The festival of Holi marks the triumph of good over evil and is celebrated for two days. The evening before Holi is known as Holika Dahan or Chhoti Holi during which people light a bonfire to signify the burning of the demon Holika. This year, Chhoti is being celebrated on March 28.
As per Hindu mythology, demon king Hiranyakashyap was given a reward which gave him the power to not be killed by either a man or any animal, hence, he wanted to be worshiped by people. His son Prahlad, however, was a devotee of Lord Vishnu.
Being angry at the fact that his son didn’t worship him, king Hiranyakashyap asked his sister, demon Holika to sit in a pyre while holding his son. While sitting one fire, Holika died, but Prahlad was saved by Lord Vishnu, who later took the avatar of Narasimha- a half human and half lion and killed the demon king.
Holi also marks the arrival of the spring harvest season and the end of winter in the country. Holi is celebrated in the month of Phalguna of the Hindu calendar and the festivities start on the evening of the Purnima (Full Moon day).
People celebrate Holi by splashing water and smearing each other with colours, which is also known as ‘Gulal’. Children enjoy the day by playing with water baloons and water guns. Parties are hosted by people where they dance on popular Holi songs.

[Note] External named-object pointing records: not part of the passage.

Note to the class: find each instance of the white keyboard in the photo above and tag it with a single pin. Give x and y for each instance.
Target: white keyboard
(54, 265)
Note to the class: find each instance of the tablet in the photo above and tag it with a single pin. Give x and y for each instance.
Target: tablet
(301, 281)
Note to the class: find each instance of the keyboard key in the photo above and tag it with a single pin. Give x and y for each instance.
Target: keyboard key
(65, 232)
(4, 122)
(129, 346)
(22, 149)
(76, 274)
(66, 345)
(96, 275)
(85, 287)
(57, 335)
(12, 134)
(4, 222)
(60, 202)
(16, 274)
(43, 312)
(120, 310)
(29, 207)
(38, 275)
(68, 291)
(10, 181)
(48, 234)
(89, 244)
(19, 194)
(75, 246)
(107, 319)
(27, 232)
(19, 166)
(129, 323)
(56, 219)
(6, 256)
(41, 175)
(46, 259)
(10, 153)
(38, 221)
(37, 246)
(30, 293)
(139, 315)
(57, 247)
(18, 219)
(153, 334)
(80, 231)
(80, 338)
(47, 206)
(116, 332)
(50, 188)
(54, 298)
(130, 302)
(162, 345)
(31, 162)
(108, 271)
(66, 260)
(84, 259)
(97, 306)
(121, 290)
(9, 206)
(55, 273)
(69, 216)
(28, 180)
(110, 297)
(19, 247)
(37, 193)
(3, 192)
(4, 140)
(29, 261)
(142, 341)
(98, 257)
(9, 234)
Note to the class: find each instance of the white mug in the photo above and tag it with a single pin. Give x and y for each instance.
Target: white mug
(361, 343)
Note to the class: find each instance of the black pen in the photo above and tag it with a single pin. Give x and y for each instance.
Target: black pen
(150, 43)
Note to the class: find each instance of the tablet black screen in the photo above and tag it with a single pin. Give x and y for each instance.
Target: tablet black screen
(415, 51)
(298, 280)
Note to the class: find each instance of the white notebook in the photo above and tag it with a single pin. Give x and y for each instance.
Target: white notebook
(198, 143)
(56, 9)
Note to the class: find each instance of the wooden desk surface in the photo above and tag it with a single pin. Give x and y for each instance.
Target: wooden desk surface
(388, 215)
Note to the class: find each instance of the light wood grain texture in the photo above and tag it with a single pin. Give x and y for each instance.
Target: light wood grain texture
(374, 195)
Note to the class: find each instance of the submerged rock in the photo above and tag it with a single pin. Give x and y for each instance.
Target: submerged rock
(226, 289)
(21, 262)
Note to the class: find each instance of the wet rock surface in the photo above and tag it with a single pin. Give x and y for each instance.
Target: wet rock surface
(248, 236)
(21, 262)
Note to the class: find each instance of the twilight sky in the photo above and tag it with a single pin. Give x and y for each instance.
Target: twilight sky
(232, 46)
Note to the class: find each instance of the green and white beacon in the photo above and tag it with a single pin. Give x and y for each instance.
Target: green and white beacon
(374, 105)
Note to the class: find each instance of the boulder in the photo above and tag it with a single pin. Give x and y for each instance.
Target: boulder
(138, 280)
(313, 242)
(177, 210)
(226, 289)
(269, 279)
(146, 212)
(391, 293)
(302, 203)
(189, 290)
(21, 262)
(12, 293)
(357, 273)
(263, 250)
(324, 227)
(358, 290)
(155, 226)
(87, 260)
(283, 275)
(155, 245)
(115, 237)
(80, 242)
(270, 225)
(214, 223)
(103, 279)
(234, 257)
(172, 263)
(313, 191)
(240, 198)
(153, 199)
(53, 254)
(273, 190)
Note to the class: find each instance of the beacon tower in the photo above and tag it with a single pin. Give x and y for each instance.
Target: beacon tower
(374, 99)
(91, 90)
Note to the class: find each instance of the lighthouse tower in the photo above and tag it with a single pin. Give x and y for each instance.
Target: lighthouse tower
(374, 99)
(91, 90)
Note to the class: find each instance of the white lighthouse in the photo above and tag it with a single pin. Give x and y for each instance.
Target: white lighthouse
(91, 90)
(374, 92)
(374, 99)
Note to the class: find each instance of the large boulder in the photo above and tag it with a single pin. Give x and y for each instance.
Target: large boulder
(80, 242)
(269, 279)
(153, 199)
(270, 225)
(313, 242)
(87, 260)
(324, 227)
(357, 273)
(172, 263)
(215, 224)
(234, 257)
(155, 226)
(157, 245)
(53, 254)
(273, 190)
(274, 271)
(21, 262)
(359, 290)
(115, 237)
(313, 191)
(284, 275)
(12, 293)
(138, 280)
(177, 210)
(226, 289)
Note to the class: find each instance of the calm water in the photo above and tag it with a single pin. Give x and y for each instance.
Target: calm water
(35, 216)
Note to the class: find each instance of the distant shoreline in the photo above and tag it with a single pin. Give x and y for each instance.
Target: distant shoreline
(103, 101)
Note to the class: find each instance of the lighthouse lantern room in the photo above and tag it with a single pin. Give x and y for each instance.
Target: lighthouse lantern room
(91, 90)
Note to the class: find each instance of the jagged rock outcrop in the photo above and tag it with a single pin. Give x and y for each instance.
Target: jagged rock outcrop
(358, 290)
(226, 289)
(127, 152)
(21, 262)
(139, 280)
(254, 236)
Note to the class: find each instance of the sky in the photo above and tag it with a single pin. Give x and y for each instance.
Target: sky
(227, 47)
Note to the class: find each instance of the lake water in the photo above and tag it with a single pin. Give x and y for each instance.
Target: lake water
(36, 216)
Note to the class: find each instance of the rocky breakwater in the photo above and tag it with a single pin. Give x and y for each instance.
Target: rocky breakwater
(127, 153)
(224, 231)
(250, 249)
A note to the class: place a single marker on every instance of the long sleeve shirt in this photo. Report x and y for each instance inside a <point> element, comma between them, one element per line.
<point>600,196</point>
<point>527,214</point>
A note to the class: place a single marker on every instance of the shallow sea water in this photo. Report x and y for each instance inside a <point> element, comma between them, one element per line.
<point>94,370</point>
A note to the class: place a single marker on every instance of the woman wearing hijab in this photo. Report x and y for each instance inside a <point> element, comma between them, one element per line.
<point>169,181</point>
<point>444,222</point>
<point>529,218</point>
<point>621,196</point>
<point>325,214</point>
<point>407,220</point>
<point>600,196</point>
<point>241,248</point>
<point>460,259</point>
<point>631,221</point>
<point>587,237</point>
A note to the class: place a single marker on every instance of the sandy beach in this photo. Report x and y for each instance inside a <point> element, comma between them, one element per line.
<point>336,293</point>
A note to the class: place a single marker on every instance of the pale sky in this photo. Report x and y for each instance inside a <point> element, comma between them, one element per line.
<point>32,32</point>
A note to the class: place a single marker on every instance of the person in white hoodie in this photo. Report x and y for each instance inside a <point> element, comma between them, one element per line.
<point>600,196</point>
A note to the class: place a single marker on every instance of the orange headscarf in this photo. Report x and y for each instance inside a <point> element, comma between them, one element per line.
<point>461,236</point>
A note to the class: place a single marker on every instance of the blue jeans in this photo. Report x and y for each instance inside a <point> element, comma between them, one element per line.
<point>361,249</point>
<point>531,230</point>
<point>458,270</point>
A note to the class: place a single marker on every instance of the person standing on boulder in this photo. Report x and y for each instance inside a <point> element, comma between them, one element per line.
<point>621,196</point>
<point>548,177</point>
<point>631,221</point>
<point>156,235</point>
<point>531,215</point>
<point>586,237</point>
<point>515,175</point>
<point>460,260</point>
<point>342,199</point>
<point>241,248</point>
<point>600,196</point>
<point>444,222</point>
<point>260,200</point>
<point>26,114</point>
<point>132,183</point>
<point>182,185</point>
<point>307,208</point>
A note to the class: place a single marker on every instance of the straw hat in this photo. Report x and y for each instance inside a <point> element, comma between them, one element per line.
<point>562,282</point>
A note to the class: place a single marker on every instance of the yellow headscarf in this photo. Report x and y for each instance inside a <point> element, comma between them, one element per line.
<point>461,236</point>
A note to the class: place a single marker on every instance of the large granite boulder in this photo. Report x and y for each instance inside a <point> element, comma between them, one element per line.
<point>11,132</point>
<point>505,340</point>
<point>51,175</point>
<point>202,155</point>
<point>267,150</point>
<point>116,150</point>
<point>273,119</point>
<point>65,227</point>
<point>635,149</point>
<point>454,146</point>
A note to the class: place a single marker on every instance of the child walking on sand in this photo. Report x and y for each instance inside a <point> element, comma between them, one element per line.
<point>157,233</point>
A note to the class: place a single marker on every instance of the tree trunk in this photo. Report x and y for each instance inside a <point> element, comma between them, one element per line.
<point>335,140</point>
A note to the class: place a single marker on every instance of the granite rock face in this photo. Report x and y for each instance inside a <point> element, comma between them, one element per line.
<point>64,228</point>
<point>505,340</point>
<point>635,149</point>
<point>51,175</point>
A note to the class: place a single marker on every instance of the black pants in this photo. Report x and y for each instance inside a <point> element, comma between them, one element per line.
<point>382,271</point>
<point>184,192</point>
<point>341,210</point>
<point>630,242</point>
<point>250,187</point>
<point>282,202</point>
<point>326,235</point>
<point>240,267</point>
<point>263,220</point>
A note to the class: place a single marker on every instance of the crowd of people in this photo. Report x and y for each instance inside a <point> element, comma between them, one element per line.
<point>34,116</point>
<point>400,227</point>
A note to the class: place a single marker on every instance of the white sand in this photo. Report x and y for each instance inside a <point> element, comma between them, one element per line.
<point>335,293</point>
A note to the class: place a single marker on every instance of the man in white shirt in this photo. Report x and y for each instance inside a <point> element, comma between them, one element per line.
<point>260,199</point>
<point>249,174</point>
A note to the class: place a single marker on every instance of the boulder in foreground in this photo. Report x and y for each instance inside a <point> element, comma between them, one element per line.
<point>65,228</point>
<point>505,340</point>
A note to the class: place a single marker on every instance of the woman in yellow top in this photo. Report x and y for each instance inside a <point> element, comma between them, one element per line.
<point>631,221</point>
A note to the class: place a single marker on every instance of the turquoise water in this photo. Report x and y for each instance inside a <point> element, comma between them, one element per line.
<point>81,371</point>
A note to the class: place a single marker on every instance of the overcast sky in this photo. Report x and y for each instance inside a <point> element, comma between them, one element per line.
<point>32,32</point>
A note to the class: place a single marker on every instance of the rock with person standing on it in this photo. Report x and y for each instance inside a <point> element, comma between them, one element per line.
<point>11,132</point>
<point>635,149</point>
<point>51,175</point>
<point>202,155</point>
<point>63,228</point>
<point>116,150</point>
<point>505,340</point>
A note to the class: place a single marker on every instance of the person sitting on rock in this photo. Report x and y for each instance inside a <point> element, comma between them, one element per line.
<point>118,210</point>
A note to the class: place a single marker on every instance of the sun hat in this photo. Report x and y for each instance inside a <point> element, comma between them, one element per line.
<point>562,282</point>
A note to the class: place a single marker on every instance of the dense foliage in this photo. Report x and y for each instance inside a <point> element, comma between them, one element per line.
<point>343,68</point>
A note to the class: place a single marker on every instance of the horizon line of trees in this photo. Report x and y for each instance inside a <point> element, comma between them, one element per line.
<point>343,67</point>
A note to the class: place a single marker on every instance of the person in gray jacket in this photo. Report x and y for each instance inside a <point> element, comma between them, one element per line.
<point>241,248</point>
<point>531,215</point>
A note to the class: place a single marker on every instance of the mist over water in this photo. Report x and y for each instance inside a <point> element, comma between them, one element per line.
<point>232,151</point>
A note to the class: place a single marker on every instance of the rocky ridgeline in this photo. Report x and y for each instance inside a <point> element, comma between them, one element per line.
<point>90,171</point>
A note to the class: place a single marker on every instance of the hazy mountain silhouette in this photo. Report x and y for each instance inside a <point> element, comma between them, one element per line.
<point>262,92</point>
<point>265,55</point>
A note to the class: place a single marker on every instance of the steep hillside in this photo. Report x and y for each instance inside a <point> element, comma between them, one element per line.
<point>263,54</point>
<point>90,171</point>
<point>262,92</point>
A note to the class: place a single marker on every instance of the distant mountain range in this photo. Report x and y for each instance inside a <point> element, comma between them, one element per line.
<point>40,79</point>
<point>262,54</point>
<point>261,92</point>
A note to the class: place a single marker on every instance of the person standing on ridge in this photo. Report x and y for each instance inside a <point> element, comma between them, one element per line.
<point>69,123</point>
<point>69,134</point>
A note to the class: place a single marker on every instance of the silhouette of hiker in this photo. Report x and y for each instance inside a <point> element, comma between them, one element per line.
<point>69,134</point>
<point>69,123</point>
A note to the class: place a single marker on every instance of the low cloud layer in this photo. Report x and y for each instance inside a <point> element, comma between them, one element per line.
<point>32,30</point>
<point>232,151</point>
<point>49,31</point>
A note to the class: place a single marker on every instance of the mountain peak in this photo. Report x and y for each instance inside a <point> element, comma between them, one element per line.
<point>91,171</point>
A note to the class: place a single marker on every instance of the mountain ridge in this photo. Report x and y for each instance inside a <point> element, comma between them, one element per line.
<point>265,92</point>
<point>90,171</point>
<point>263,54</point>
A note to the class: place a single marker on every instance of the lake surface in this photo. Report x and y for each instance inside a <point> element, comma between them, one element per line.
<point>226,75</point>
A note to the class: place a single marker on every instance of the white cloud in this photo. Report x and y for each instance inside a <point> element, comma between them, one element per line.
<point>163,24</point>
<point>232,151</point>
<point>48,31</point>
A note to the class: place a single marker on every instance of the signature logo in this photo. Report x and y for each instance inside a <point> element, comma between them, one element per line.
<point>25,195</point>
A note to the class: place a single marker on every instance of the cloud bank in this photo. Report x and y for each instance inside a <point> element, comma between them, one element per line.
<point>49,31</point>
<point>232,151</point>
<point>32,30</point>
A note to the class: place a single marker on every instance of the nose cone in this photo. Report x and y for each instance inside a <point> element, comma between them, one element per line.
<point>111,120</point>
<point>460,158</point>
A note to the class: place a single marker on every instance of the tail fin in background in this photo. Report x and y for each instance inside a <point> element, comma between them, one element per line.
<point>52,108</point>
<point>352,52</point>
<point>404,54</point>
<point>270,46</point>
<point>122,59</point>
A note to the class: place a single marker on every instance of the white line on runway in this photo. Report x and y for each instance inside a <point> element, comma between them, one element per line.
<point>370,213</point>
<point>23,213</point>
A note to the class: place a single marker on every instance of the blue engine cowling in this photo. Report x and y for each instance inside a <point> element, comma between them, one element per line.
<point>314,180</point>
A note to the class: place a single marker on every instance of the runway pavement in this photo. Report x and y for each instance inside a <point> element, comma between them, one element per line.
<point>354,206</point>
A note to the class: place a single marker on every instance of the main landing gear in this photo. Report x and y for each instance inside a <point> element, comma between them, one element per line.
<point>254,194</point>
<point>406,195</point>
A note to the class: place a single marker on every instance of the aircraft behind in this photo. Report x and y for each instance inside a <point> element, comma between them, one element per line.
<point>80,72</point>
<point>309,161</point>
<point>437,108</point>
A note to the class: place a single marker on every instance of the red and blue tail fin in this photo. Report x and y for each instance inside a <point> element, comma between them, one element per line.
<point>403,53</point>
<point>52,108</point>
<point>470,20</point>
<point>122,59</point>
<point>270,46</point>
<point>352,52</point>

People also relish on some lip-smacking sweets like Gujiya- a traditional sweet made on Holi and Thandai, which is a Holi-special drink made of milk. Some people also binge on some bhang, which is cannabis added to thandai, and it is intoxicating. Bhang is enjoyed by people on Holi across the country.
Although Holi is celebrated the same way across the country, some states play Holi in a different yet special manner. Holi celebrations in Vrindavan and Mathura are very famous. In Pushkar, Rajasthan, people play ‘Kapda-faad’ Holi and in Barsana, Uttar Pradesh, ‘Lathmar Holi’ is celebrated where women hit men with sticks (lath) while they try to shield themselves.